Chinese telecom giant Huawei has embedded its surveillance technology in Africa where it helped government officials spy on their opponents, a new report revealed on Wednesday.
Huawei’s technicians personally helped governments in Uganda and Zambia in spying on political opponents, an operation that included “intercepting their encrypted communications and social media, and using cell data to track their whereabouts,” security officials told The Wall Street Journal in an exclusive investigation.
— Matthew Rose (@MtthwRose) August 14, 2019
When pop star Bobi Wine rose in popularity in Uganda and threatened to disrupt Yoweri Museveni’s 33-year presidency, intelligence officials attempted to intercept Wine’s encrypted communications. When the effort failed after days of attempts, they turned to Huawei staffers for help.
“The Huawei technicians worked for two days and helped us puncture through,” a senior intelligence official told WSJ.
While the investigation did not reveal spying directed by the Chinese government or indications that the Chinese government knew about the surveillance activities, it did show evidence that Huawei staff aided the government in political spying.
Huawei is highly regarded in China.
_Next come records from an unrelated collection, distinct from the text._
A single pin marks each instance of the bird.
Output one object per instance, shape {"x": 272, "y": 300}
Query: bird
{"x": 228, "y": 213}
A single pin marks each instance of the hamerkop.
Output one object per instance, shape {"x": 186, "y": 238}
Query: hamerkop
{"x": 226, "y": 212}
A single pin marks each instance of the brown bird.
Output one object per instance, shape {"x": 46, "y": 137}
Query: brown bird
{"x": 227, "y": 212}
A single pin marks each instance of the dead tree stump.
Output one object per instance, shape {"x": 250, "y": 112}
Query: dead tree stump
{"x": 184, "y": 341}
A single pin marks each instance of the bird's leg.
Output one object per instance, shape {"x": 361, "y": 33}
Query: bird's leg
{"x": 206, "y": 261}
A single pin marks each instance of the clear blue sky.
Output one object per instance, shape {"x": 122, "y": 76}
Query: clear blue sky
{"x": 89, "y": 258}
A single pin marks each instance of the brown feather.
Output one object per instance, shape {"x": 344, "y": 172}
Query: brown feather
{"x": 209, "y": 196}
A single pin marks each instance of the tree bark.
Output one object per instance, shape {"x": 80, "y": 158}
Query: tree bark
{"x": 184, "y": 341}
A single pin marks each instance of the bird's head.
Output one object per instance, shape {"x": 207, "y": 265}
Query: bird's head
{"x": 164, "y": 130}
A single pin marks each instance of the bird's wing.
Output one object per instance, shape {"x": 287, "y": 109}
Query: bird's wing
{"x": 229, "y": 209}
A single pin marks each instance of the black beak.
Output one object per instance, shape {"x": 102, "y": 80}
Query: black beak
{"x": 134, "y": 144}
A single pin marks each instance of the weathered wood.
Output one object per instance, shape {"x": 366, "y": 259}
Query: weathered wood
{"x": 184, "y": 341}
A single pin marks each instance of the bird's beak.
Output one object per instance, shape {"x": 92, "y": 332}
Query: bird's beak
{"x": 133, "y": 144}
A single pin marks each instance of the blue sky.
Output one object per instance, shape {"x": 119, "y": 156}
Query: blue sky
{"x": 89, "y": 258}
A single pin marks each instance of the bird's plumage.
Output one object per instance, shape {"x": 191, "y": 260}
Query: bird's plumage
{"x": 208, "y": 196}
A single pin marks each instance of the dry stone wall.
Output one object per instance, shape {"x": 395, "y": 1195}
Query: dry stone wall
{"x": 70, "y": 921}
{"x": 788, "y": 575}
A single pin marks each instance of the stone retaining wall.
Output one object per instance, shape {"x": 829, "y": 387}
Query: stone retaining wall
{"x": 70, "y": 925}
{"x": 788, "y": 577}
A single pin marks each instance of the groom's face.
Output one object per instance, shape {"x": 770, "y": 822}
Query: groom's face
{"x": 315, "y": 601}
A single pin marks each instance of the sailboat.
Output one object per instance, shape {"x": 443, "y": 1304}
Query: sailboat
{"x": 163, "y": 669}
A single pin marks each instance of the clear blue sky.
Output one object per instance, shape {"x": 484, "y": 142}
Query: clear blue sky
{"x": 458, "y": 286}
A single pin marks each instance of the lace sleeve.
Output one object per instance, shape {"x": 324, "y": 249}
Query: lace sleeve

It is the second leading smartphone company in the world, and is the largest producer of cellular and internet networking equipment.
The report of funding is not far removed from numerous reports over several years that Huawei has conducted surveillance activities.
The U.S. has criticized Huawei’s activities and accused it of being used as a tool of the Chinese government due to numerous incidents involving espionage with Chinese government agents over the years, instances which Huawei denies.
As a result, the U.S. has banned Huawei from participating in the development of 5G networks in the U.S.
President Trump also banned Huawei from doing business in the U.S., a move made via executive order in May.
The U.S. Central Intelligence Agency (CIA) reportedly showed evidence to British officials that Huawei received funds from the China’s People’s Liberation Army, China’s National Security Commission and a Chinese intelligence agency, according to a report by The Times in April.